The chestnut-quilled rock pigeon (Petrophassa rufipennis) is a dark sooty brown pigeon with a distinctive bright chestnut patch on its wing visible in flight. It has distinctive pale lines across its face curving above and below its eye. A species of bird in the family Columbidae, it is very similar in behaviour and habitat to the white-quilled rock pigeon but it is only found on rocky escarpments in western Arnhem Land in the Northern Territory of Australia.

Taxonomy and systematics

The chestnut-quilled rock pigeon was observed by the German naturalist Ludwig Leichhardt near the head of the South Alligator River in the Northern Territory of Australia, on 11 November 1845 while on a journey to Port Essington but no specimen was collected. The species was formally described and illustrated in 1898 by the Norwegian naturalist Robert Collett based on a specimen that had been collected from the same locality by the explorer Knut Dahl. Collett coined the binomial name Petrophassa rufipennis.

The common name rock-pigeon is a reference to the association of the genus to tropical sandstone escarpments. The genus name derives from Greek words: petros meaning rock (its preferred habitat) and phassa a wild pigeon giving Petrophassa. The species name comes from the Latin rufus meaning red and penna meaning feather hence pennis meaning winged descriptive of the large chestnut red patch on its wing.

Description

The chestnut-quilled rock pigeon is a dark sooty brown pigeon with a distinctive bright chestnut patch on its wing visible in flight. This patch is often hidden in the folded wing.

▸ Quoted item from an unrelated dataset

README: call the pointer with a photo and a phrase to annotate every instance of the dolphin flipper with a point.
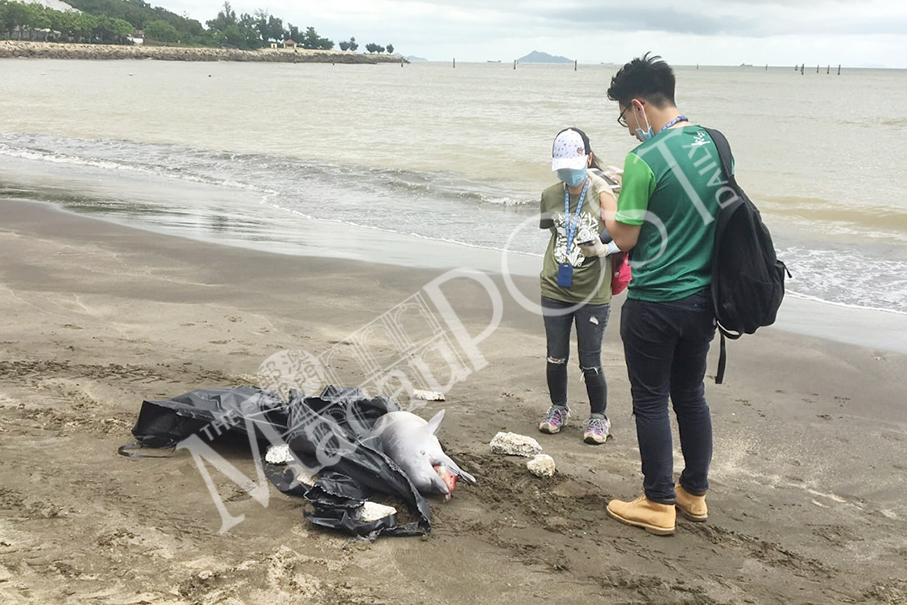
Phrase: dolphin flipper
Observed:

The pigeon has a wingspan of 138 to 155mm, a bill measuring 11.0 to 14.5mm and weighs between 130 and 178 grams.

It has black lores and pale spots on the head and neck, chin and throat is whitish. Fine grey lines extend around the eye "extending from above bill and turning over and behind eye; the other from base of bill passing below eye and beneath ear-coverts."

Behaviour and ecology

The pigeon is most often seen when flushed, in pairs or small groups, from a rocky ledge. They fly with loud clapping wing-beats often straight up from a gorge. This typical behaviour was observed by Leichardt in the first recorded observation of the species:

A new species of rock pigeon (Petrophassa, Gould) with a dark brown body, primaries light brown without any white, and the tail feathers rather worn, lived in pairs and small flocks like Geophaps, and flew out of the shade of overhanging rocks, or from the moist wells which the natives had dug in the bed of the creek, around which they clustered like flies round a drop of syrup.

The pigeon's Northern Territory Conservation Status is listed as Near Threatened (NT) while the IUCN Red List identifies the pigeon's conservation status as Least Concern (LC).

The chestnut-quilled rock pigeon shares a distinctive jizz and habitat type with the white-quilled rock pigeon, but are limited in extent to the sandstone country of Arnhem Land and Kakadu.